Now, it may be that I just happen to focus more on episodes that fulfill my expectation of how regulation works. But it's just as likely that Wilkinson is doing the same. If he has access to some study showing that regulation usually, as a rule rather than the exception, become s a weapon of the powers it was intended to regulate and winds up serving the opposite of its intended purpose, then I'm willing to listen. But if his only argument is "look at all of Tim Carney's articles," then no, I'm not persuaded, and and not many people outside the economic libertarian world are going to be, either.
Meanwhile, the team of Nick Gillespie and Veronique de Rugy strike back. (I don't mean to lump Wilkinson in with them -- Wilkinson is pretty knowledgeable.) Gillespie writes, "For [Chait], to believe in balancing budgets with revenues equal to 19 percent of GDP is evidence of "debilitating pathologies." Obviously I wrote nothing of the kind.
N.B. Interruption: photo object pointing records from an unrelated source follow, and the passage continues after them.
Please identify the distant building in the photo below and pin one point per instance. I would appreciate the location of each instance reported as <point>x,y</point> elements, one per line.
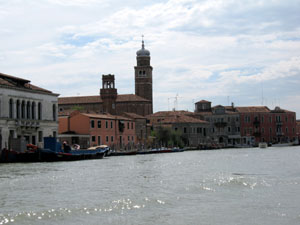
<point>247,125</point>
<point>265,125</point>
<point>89,130</point>
<point>27,112</point>
<point>194,131</point>
<point>224,123</point>
<point>109,101</point>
Of course you could balance the budget with revenue at 19% of GDP if you had the votes. For that matter, you could balance the budget with revenue at 0% of GDP. Knock yourself out! Gillespie's latest reply launches yet another diatribe against government, again missing my objection, which is purely arithmetic. They want to balance the budget in 2020 while keeping all the Bush tax cuts in place. Okay, fine. I wrote that it would require a 24% cut in spending, but that was too small, because their baseline assumes the expiration of the tax cuts on income over $250,000 a year, and it ignores debt payments, which you can't cut. The real figure is closer to 30% of the budget. You can't imply this can be done just by trimming a bit of fat. And you can't imply, as Gillespie does in his video, that you simply need to take a tiny nick out of each year's budget, because their plan would require progressively deeper cuts each year until the final result was a 30% cut.
Meanwhile, Gillespie's co-author Veronique de Rugy defends her claim that "the main impact the [Bush] rate reduction had in the first place was to make the rich pay an even bigger share of taxes that they paid before." She now says that her argument was simply that the Bush tax cuts caused the rich to pay a higher chare of the tax burden because they lowered tax rates for the non-rich more than for the rich:
The primary reason for the increase in the share paid by the rich after the tax cuts isn’t that they made more money than before, a thought unbearable to Chait. Rather, it is that the Bush-era tax cuts reduced the taxes paid by middle- and lower-income families across the board and even kicked a lot of people at the bottom of the income distribution off the tax rolls altogether — it’s bad economic policy, but it should be something that Chait appreciates. In other words, the main reason why rich people were paying a bigger share of the total income tax is that fewer people at the bottom were paying it — the overall number of people paying little or no income tax increased, hence the share of the burden on those paying taxes, especially at the top, grew.
Sorry, that's not true, either. The Bush tax cuts provided a disproportionately large cut to the highest-earning 1% of taxpayers, decreasing their share of the federal tax burden. However, the pre-tax share of income earned by the richest 1% rose over that period (as it rose in the decade prior as well):
The net result of these two factors was that the rich paid a higher share of the federal tax burden. The growing share of pre-tax income going to the rich cancelled out the lower share of the tax burden.
So de Rugy's claim that "The primary reason for the increase in the share paid by the rich after the tax cuts isn’t that they made more money than before" is simply false. That's the entire reason the share of taxes paid by the top 1% rose.